高校の「図書部」に集う若者たちの群像劇。
この部員たちが、とくにポピュラーでもオタクでもない
というところがまず面白い。こういう青春小説ってほかにあったか?
「ジャージの二人」もそうですがこの著者は限定された舞台で人を動かすのが上手い。
今回は小説のほとんどが図書室と部室で起こる(というか何も起こらない)のですが、
この場所がじつに居心地がよく、「まさに青春」な空気が流れています。
そしてその居心地のいい空間で、さまざまなテクニックを駆使した
ソロ演奏を聞いているような気分になる作品です。
(じつは相当凝っているのですが、それは意識せずただ楽しむことも可能。
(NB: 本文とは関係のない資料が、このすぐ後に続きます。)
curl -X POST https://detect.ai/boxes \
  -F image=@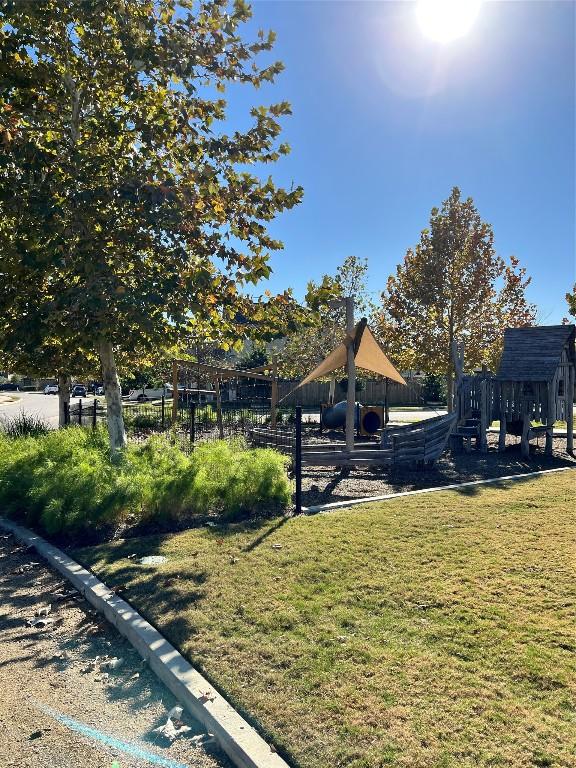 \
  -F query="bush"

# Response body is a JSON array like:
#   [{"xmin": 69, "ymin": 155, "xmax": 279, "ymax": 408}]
[
  {"xmin": 132, "ymin": 413, "xmax": 160, "ymax": 430},
  {"xmin": 422, "ymin": 373, "xmax": 446, "ymax": 403},
  {"xmin": 0, "ymin": 426, "xmax": 290, "ymax": 535},
  {"xmin": 0, "ymin": 411, "xmax": 50, "ymax": 437}
]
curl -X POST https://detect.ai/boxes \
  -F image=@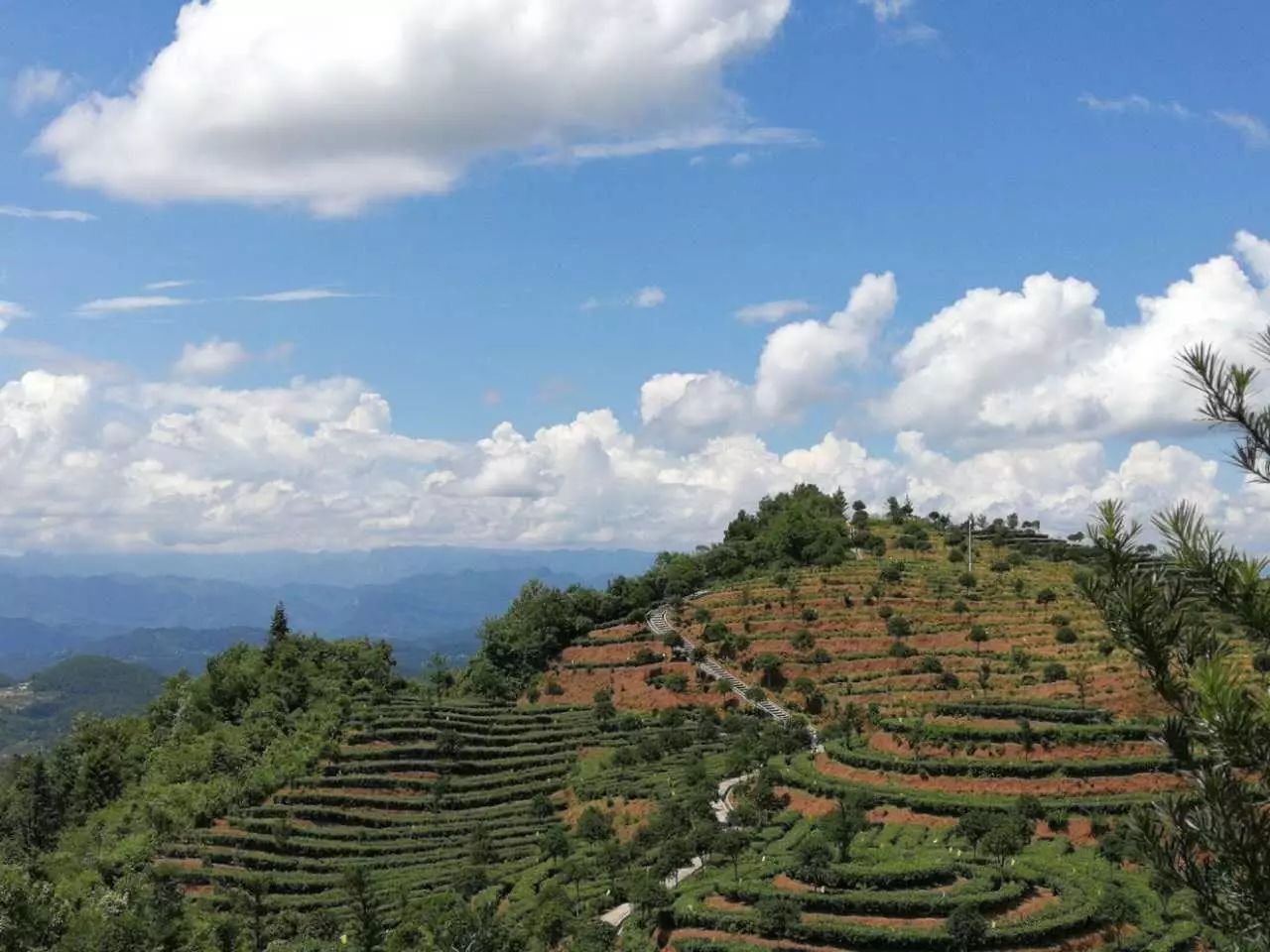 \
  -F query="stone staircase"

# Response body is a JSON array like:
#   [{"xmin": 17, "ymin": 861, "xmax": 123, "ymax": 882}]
[{"xmin": 648, "ymin": 606, "xmax": 787, "ymax": 740}]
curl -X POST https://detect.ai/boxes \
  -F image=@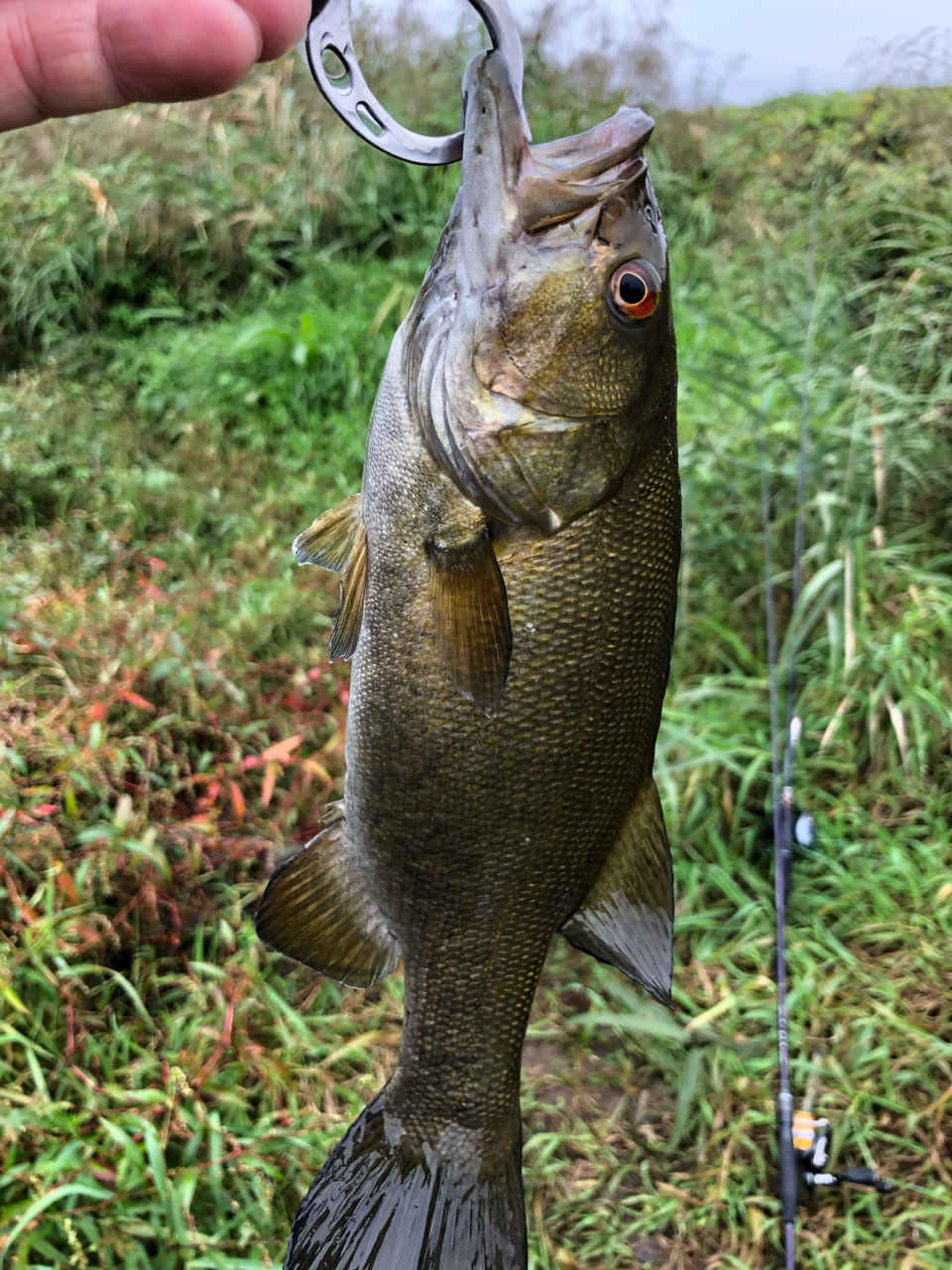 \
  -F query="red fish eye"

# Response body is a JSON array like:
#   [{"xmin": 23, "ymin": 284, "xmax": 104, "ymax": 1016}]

)
大事件が起こるわけでもないのに、1ページに一つぐらいの割合で
ハッとさせるフレーズやアイデアが出て来て、
その多さはこの小説がタイトルでオマージュを捧げている
「僕は模造人間」「ぼくは勉強ができない」にも負けていません。
部員の一人が書く小説内小説「横たわった世界」(SF!)が最高。
これを全部読んでみたかった。
そして186ページ〜191ページの流れるような素晴らしさ!
小説でしか書けない青春、友情。きっと泣きます。
光文社刊だから?「写写丸」に献辞が捧げられていたり
カバー裏にギミックがあったりと本のディテールにもこだわりがあって面白いです。